Of course the majority of problems we confront today are youth-related. Rising crime, unemployment and substance abuse to name but a few. But we must recognise that these are problems brought to our doorstep not by our young people on their own because they are young. These are problems we created because of our shortcoming as elders. We failed to give them the fecund earth to grow to be the productive members of our society.
We have the problem of rising youth employment today not because our young people are unwilling to work. We have not given them the skills with which they can stand on their own feet. We might say that we have enough jobs, but the employment opportunities that we have opened are not the kind that our youth are willing to take.
We talk about the rising crime rate in the cities and blame our young people outright. When our children are increasingly feeling hopeless without job and care and sense of safety net in the society, resorting to drugs and petty criminal acts is perhaps the only option left for them. The danger though is if we fail to act swiftly to create a conducive environment where our children can walk into as a responsible citizen, it could be costly to the nation in the long run.
In a society where we have more than necessary bars and entertainment hubs than education centres there will of course be problems related to young people. When parents, especially in the urban quarters of the country, are busy chasing their own loves and ephemeral dreams, our children are bound to go afield.

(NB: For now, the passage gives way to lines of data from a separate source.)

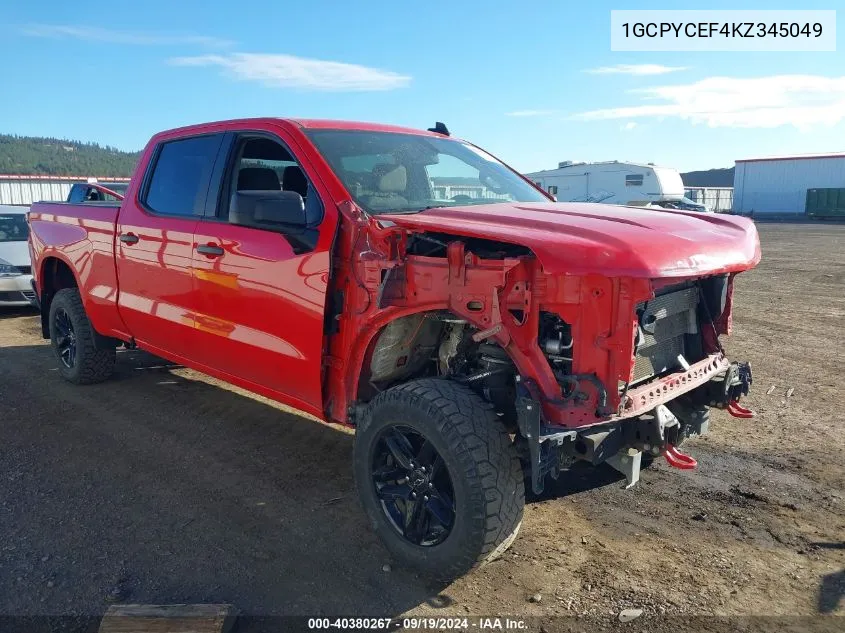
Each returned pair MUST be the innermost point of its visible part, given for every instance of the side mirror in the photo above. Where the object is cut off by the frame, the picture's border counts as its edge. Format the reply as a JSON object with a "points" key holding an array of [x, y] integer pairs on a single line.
{"points": [[282, 211]]}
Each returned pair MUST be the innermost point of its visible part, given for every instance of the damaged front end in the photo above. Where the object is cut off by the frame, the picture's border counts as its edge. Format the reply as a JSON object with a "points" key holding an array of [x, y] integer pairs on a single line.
{"points": [[580, 367]]}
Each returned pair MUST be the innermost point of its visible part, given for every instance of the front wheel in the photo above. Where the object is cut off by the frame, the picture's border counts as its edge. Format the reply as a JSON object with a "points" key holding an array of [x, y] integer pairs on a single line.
{"points": [[80, 360], [438, 477]]}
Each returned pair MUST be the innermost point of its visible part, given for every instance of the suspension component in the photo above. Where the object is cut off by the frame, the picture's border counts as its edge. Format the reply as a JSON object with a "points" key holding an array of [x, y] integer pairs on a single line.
{"points": [[676, 459]]}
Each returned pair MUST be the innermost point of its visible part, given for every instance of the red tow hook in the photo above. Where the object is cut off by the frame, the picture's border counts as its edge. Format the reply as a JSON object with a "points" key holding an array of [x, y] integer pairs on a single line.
{"points": [[677, 459], [738, 411]]}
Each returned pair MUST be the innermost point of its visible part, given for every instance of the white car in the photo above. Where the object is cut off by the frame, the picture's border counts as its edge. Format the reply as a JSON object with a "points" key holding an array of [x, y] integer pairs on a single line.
{"points": [[15, 266]]}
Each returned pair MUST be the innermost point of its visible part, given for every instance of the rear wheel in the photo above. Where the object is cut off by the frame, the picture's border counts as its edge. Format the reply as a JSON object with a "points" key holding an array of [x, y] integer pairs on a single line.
{"points": [[73, 341], [438, 477]]}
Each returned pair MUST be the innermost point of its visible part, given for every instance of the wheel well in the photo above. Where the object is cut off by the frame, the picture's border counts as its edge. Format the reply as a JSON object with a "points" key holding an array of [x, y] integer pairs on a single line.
{"points": [[439, 344], [55, 275]]}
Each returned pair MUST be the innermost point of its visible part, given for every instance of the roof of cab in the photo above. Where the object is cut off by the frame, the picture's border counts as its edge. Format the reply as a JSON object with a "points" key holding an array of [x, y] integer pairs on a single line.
{"points": [[314, 124]]}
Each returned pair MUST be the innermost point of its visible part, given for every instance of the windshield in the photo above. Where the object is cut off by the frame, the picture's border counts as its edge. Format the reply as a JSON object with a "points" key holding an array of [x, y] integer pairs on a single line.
{"points": [[388, 172], [13, 227]]}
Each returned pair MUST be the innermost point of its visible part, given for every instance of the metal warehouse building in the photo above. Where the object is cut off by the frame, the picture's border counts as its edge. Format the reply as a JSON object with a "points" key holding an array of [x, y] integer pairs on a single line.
{"points": [[24, 190], [809, 183]]}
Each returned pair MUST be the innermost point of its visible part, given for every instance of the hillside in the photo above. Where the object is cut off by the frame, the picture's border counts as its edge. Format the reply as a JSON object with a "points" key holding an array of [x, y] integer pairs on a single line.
{"points": [[57, 157], [709, 178]]}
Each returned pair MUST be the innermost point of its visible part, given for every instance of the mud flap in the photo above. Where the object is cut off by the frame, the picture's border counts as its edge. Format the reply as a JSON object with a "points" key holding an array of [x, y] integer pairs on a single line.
{"points": [[627, 464], [528, 418]]}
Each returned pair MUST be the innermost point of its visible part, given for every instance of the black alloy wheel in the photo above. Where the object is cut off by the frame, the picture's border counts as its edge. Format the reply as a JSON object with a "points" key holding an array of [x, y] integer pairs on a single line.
{"points": [[413, 485], [65, 338]]}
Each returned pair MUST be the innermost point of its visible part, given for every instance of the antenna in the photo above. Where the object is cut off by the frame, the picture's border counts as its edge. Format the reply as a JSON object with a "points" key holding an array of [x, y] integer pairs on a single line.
{"points": [[440, 128]]}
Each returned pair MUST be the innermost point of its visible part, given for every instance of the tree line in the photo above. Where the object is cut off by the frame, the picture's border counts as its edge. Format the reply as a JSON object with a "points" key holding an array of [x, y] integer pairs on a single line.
{"points": [[33, 155]]}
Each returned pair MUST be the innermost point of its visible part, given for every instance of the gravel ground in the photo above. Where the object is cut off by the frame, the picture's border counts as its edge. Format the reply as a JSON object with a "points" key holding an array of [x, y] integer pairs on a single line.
{"points": [[166, 486]]}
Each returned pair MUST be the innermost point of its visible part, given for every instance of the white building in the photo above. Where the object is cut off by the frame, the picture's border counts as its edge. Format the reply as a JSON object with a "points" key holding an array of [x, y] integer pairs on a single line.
{"points": [[24, 190], [779, 184], [615, 182]]}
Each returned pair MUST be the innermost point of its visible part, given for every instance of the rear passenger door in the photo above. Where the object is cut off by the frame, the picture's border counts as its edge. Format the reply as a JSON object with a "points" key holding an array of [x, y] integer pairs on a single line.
{"points": [[155, 245], [263, 292]]}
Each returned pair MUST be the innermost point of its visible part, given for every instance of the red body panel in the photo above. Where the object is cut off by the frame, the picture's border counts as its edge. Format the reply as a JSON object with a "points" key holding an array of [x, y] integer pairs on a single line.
{"points": [[255, 315], [583, 238]]}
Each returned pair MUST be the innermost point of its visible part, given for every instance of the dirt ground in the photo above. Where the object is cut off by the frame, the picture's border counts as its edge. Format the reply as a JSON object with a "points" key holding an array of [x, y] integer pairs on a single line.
{"points": [[165, 486]]}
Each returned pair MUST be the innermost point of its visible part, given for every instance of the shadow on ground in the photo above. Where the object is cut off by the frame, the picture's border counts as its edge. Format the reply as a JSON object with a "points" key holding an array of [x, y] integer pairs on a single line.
{"points": [[157, 488]]}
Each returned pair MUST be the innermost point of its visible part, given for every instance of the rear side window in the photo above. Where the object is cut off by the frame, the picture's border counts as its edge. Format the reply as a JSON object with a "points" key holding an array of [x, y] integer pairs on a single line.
{"points": [[179, 180], [13, 227]]}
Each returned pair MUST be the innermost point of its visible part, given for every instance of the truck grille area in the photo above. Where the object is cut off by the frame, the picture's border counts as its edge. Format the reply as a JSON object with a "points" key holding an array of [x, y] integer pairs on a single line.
{"points": [[665, 323]]}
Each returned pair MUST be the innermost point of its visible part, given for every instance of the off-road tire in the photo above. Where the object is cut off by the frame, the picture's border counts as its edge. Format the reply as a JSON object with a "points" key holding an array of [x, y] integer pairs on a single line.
{"points": [[92, 365], [483, 465]]}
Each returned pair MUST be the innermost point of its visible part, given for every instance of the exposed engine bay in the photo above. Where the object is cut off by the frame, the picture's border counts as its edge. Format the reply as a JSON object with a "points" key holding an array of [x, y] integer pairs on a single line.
{"points": [[670, 335]]}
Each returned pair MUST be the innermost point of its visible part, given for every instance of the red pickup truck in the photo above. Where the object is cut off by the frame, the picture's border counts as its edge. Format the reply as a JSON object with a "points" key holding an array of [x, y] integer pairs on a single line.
{"points": [[476, 334]]}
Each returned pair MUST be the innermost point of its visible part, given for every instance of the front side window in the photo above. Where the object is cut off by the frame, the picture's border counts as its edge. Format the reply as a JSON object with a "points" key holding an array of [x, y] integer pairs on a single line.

Good news is that Thimphu Thromde is planning five community libraries in the city. If we have such healthy centres where our young people will want to hang out, much of the problems facing our children today will disappear gradually. An hour they spend in a library, browsing through the varied subjects, will help broaden their understanding of the world beyond their homes and dingy gullies. Our children will be more informed and knowledgeable. This in the long run will contribute greatly towards making Bhutan a reading and an intelligent society.
We commend Thimphu Thromde for this vision and initiative. Every thromde in the country should emulate and adopt this plan.